The Cutmix corner setting is only available when the Cutmix option is selected in the Mix image setting.
Mix concentration
Grid search hyperparameter
This setting defines the concentration parameter value of the Beta probability distribution to generate mix ratios. A larger value leads to more equal ratios (50% - 50%) for mixing.
- Image problem types: The Mix concentration setting is only available when the Mixup option is selected in the Mix image setting.
- Audio problem types: The Mix concentration setting is only available when the Mixup option is selected in the Mix audio setting.
Mix probability
Grid search hyperparameter
This setting defines the probability value to apply mix augmentation. The mix probability value is used for each batch or mix iteration.
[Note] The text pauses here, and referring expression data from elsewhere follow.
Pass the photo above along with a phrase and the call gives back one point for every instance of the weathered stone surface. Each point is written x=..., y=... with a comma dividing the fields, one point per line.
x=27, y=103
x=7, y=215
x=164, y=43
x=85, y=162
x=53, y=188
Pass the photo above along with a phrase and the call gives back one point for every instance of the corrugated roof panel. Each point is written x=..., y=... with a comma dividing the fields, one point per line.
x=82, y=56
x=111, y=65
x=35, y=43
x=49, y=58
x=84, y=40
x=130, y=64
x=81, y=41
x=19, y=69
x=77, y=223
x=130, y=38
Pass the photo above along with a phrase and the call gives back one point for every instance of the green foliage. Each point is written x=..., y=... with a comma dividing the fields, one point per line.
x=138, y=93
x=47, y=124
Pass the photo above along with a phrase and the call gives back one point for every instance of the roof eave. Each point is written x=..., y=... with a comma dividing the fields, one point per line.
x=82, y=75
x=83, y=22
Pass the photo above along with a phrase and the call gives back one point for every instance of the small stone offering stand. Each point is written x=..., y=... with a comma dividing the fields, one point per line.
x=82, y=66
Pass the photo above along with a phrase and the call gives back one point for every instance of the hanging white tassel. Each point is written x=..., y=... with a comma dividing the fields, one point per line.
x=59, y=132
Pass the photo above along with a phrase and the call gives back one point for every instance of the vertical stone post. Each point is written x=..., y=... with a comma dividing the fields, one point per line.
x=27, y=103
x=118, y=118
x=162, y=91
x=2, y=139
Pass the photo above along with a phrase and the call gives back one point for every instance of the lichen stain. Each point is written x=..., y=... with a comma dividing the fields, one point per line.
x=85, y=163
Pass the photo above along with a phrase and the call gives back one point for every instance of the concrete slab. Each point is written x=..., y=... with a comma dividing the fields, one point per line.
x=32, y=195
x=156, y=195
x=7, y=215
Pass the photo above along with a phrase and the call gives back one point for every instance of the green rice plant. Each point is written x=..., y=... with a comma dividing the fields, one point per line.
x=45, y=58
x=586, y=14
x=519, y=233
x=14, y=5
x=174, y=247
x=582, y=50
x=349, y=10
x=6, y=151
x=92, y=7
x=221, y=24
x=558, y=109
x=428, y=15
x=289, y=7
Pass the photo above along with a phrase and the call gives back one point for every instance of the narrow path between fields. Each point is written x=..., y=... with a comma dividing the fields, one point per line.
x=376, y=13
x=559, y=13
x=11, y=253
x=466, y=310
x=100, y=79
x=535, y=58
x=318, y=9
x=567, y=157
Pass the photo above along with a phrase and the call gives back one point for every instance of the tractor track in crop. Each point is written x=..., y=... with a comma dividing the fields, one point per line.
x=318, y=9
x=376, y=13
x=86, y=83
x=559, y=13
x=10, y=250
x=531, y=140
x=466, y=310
If the mixing probability is specified as 0.3, mix augmentation is applied to each batch (or mix iteration) with a probability of 0.3.
- Image problem types: The Mix probability setting is only available when the Mixup option is selected in the Mix image setting.
- Audio problem types: The Mix probability setting is only available when the Mixup option is selected in the Mix audio setting.
Mix iterations
Grid search hyperparameter
- Image problem types: This setting defines the number of times to apply mix augmentation on each batch. The larger the value, the more images are mixed into a single train sample.
- Audio problem types: This setting defines the number of times to apply mix augmentation on each batch. The larger the value, the more audios are mixed into a single train sample.
- Image problem types: The Mix iterations setting is only available when the Mixup option is selected in the Mix image setting.
- Audio problem types: The Mix iterations setting is only available when the Mixup option is selected in the Mix audio setting.